Abstract: Exploring Factors of Colorectal Cancer Screening Using the Precaution Adoption Process Model (PAPM): A Conceptual Framework for Tailoring Interventions (Society for Social Work and Research 21st Annual Conference - Ensure Healthy Development for all Youth)

238P Exploring Factors of Colorectal Cancer Screening Using the Precaution Adoption Process Model (PAPM): A Conceptual Framework for Tailoring Interventions

Schedule:
Friday, January 13, 2017
Bissonet (New Orleans Marriott)
* noted as presenting author
Seok-Won Jin, PhD, Assistant Professor, Clark Atlanta University, Atlanta, GA
Background: Colorectal cancer (CRC) is the second most commonly-diagnosed form of cancer and the leading cause of death for Korean Americans (KAs). Incidence rates of CRC among KAs are increasing, while rates for other ethnic groups are stable or declining. Despite such disproportionate CRC burden facing KAs, their CRC screening rates remain significantly lower than the national targets. Previous studies have consistently reported associations of CRC screening uptake with knowledge and physician recommendations, but there are many individuals who receive information and recommendations from health providers or family members, yet do not complete screening. Thus, this study aimed to (1) examine the distribution and characteristics of a decisional stage for adoption of CRC screening among KAs using the Precaution Adoption Process Model (PAPM) and (2) assess the differences across the stages.

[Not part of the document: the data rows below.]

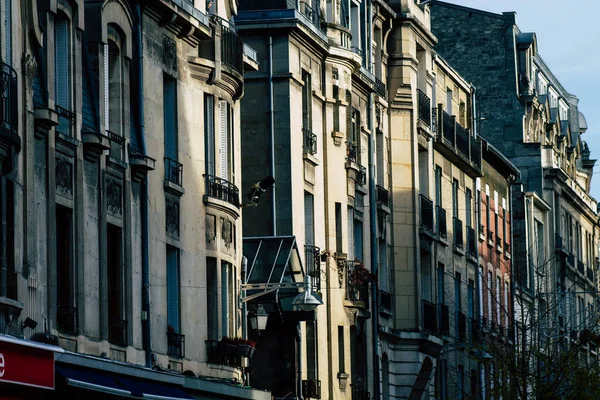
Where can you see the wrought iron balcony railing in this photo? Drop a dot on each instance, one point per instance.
(442, 222)
(426, 213)
(309, 142)
(176, 344)
(383, 196)
(9, 109)
(458, 234)
(312, 258)
(424, 108)
(117, 332)
(173, 171)
(66, 319)
(222, 189)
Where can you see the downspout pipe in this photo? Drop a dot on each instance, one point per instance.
(374, 256)
(139, 54)
(272, 143)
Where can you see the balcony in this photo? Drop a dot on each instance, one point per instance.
(444, 319)
(442, 223)
(219, 188)
(429, 317)
(175, 344)
(457, 144)
(309, 143)
(385, 300)
(383, 196)
(458, 234)
(471, 243)
(424, 108)
(66, 319)
(117, 331)
(461, 326)
(173, 171)
(361, 176)
(426, 206)
(312, 260)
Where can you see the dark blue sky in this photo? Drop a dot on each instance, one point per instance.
(568, 34)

Methods: Quota sampling was conducted to recruit KAs ages 50 and older in the Atlanta metropolitan area through local radio advertisement, religious organizations, and referrals. Participants (n=526) in a cross-sectional survey self-reported information regarding CRC screening history, PAPM stage and knowledge, attitudes and beliefs (decisional balance) about CRC screening, health-related information, and socio-demographics. The main outcome was PAPM stage of adoption of CRC screening (i.e., Stage 1: Unaware, Stage 2: Unengaged, Stage 3: Deciding, Stage 4: Decided No, Stage 5: Decided Yes, Stage 6: Action, Stage 7: Maintenance) based on the following guidelines: colonoscopy every 10 years alone or the combination annual FOBT plus sigmoidoscopy every 5 years.

Most participants were female (62%), married (84%), and uninsured (57%). Their mean age was 59.5 (SD=7.65), 42% had not completed college, and 43% had an annual household income below $40,000. Multiple logistic regression analysis was conducted to investigate associations of potential predictor variables with PAPM stage of CRC screening adoption. Multivariable associations were examined by comparing statistically independent combinations (orthogonal contrasts) of PAPM stage categories and using multiple logistic regression analysis.  

Results: 36% were up-to-date with at least one test; 34% were adherent with the study guidelines. 17% were Stage 1/2 (Unaware/Unengaged); 16% were Stage 3 (Deciding); 21% were Stage 4 (Decided No); 11% were Stage 5 (Decided Yes); and 35% were Stage 6/7 (Action/Maintenance). Physician recommendation, positive decisional balance score, and greater perceived self-efficacy were significantly associated with higher compared to lower PAPM stages except for Stages 3/5/6/7 vs. Stage 4 and Stages 6/7 vs. Stage 5. Higher scores of e-health literacy, physical recommendation, and greater perceived self-efficacy were significantly associated with Stages 3/5/6/7 compare to Stage 4; Regular check-up, physician recommendation, and lower self-efficacy were significantly associated with Stages 6/7 compared to Stage 5.

Implications: The findings suggest that the PAPM-based characteristics of CRC screening adoption provide useful information for designing tailored interventions, especially among underserved populations. Future studies could examine the feasibility and effectiveness of stage-based messages delivered by ethnic physicians for improving attitudes, beliefs, and self-efficacy pertaining to CRC screening in a target population, which would lead to screening promotion. Eliminating disparities in cancer screening is critical for social workers in both research and clinical contexts.